Queue and deque at the same time


I am working on a project that requires read a QR code, queue it, as it is queue another task dequeues the data and send it to machine via socket messaging. This is all done in C#.

My question is how would I keep queue while another task is dequeuing. I have the QR code working, I can queue and dequeue and the socket messaging portion working. But I don't know how to run the queue and dequeue at the same time.

I have looked into threading, specifically multi threading. I am more confused than before I started reading.

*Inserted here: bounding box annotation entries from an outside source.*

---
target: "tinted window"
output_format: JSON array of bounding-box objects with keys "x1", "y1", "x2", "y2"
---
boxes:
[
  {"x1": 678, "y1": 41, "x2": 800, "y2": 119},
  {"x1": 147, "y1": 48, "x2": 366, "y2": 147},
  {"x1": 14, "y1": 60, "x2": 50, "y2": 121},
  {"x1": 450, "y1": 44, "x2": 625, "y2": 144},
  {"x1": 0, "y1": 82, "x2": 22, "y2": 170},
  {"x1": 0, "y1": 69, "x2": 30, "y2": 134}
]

Any help will be greatly appreciated.

EDIT: So based on you comments and doing a little bit of research, I started writing a bit of code. No matter what I did, the thread only runs once. It is supposed to keep running.

public partial class Form1 : Form
{
    private BlockingCollection<string> _queue = new BlockingCollection<string>(30);
    //private string item = "A";
    //private int count = 0;
    private Thread _th1;

    public Form1()
    {
        InitializeComponent();
        _th1 = new Thread(thread_example);
        _th1.Start();
    }

    private void Form1_Load(object sender, EventArgs e)
    {
    }

    private void thread_example()
    {
        if (_queue.Count > 0)
        {
            _queue.Take();
            Console.WriteLine("Removed 1 Item from queue!");
        }
        else
        {
            Console.WriteLine("Queue Empty!");
        }
        Thread.Sleep(500);
    }

    private void btnProduce_Click(object sender, EventArgs e)
    {
        _queue.Add("test_string");
        Console.WriteLine("Added 1 item to the queue");
    }
}

Solution

  • I would highly recommend using BlockingCollection. The problem you have is called a Producer-Consumer problem

    BlockingCollection provides an implementation that handles the Producer-Consumer problem.

    Specifically, you have to also think about: What happens when the dequeuing thread gets slow and can't keep up with the scanning thread, say due to network slowness at that time?

    The BlockingCollection will block the queuing thread to slow the whole process in sync, based on the BlockingCollection Capacity specified while constructing.

    Also, you can get either FIFO or LIFO behavior, by using ConcurrentQueue or ConcurrentBag as the underlying storage. BlockingCollection just provides the "bounded-ness" properties on top of the underlying synchronized collections.